Should other industry leaders—Google chief among them—adopt a similar stance, it would considerably complicate the Defense Department's efforts to find a replacement for Anthropic's Claude, which became the first AI tool embedded in the most classified operations of the American military. What's more, such a move would mark the first time the country's leading technology companies have collectively drawn boundaries around the permissible uses of their products by the state.
At the same time, Altman made clear he has no intention of severing ties with the Pentagon—on the contrary, he is seeking an agreement that would allow ChatGPT to be deployed within classified military systems. "We will try to reach an arrangement with [the Pentagon] that allows our models to be used in classified environments in a manner consistent with our principles. We would ask that the contract cover any use case except those that are illegal or incompatible with cloud deployments—such as domestic surveillance and autonomous offensive weapons," the memorandum states. The Wall Street Journal was the first to report on it.
Notably, ChatGPT already operates within unclassified military systems, and negotiations over its transition into classified environments have accelerated markedly amid the Pentagon's standoff with Anthropic. The military, however, had insisted that OpenAI and Google agree to have their models used "for any lawful purpose"—the very standard Anthropic rejected, as it made no accommodation for the company's own restrictions. Elon Musk's xAI recently accepted those terms, though Grok is not considered a viable substitute for Claude.
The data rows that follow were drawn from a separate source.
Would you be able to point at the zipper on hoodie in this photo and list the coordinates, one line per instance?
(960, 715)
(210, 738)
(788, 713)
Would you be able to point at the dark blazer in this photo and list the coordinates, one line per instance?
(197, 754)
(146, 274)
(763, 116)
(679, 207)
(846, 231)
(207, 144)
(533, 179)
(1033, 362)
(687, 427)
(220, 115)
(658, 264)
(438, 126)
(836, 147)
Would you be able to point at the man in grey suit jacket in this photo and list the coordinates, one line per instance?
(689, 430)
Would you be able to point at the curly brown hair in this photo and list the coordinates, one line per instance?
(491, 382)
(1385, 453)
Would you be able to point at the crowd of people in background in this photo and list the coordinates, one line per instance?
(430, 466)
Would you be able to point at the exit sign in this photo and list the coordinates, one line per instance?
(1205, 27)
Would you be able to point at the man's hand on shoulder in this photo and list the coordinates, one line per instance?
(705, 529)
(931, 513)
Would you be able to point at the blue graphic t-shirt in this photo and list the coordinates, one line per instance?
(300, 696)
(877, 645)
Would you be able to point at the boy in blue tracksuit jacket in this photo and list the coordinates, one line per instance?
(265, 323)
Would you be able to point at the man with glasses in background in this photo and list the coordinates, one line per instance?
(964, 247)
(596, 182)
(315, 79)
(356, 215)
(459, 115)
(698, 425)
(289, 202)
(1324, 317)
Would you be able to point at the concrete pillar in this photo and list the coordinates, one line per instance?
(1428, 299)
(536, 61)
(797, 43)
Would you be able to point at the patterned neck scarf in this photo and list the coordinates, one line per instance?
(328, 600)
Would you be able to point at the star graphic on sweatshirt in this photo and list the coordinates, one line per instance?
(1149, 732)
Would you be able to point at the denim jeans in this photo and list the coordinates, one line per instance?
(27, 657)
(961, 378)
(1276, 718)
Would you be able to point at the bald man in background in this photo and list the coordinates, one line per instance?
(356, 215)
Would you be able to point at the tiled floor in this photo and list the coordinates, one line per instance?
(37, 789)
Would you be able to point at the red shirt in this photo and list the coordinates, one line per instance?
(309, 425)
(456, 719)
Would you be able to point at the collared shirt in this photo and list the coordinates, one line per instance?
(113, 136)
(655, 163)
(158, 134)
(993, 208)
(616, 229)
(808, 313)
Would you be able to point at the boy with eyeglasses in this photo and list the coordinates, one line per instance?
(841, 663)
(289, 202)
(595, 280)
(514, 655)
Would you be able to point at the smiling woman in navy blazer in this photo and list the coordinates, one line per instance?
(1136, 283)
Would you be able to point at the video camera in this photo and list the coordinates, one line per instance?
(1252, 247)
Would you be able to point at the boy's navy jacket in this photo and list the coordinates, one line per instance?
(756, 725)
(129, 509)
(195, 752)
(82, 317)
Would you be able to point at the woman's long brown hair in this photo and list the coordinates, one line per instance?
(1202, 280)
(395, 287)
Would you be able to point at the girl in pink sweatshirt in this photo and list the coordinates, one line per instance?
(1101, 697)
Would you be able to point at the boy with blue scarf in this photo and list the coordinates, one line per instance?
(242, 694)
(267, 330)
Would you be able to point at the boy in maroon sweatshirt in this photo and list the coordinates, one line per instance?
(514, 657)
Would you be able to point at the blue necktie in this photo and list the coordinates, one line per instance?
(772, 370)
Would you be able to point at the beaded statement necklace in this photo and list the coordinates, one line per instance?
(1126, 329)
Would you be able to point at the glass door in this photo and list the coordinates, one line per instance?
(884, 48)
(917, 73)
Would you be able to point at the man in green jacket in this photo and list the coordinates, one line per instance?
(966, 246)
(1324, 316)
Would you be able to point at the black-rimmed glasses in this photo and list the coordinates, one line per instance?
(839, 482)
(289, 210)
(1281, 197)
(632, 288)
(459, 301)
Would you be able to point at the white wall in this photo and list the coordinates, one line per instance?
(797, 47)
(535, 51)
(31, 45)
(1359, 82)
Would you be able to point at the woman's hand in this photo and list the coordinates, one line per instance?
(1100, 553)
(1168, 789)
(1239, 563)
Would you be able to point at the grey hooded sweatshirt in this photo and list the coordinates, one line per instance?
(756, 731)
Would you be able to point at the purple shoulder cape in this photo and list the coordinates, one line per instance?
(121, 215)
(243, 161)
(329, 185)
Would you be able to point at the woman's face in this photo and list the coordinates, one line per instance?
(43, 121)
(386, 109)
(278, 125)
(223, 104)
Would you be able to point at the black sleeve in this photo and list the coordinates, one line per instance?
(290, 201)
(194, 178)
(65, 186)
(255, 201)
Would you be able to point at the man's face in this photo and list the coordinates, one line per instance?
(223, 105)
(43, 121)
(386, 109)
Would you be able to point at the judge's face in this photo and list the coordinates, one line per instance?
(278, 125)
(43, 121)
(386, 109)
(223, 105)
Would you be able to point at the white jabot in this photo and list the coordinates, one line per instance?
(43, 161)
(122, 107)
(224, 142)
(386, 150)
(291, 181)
Among the mechanisms for enforcing its stated restrictions, OpenAI is, according to Axios sources, considering the continuous refinement of safety and monitoring systems as real-world deployment experience accumulates. The company is also pressing for the presence of researchers with security clearances who could track the technology's use and advise the government on risk. Finally, OpenAI is seeking technical safeguards—among them, constraining its models to cloud environments with no reach to edge devices such as autonomous weapons systems. Judging by the way Pentagon officials have described their position to Axios, these proposals may encounter the same resistance that proved Anthropic's undoing: the military has no intention of tolerating undue private-sector influence over critical government decisions.
Meanwhile, the confrontation surrounding Anthropic continues to intensify. After the company's CEO Dario Amodei publicly defended its foundational restrictions, employees at OpenAI and Google signed a collective letter urging their leadership to resist "pressure" from the Pentagon. Emil Michael—the official leading negotiations with the country's top AI companies—called Amodei a "liar" with a "God complex" who is "endangering national security." Many in Washington and Silicon Valley, by contrast, have come to regard Anthropic's stance as a principled one worthy of respect, even as it carries considerable financial risk. Altman and Amodei are former colleagues from OpenAI who became fierce rivals after the latter departed to found Anthropic.
"This is a case where it's important to me to do the right thing rather than merely perform toughness," Altman wrote. "But I understand this may not look great in the short term, and there is a lot of nuance and context here."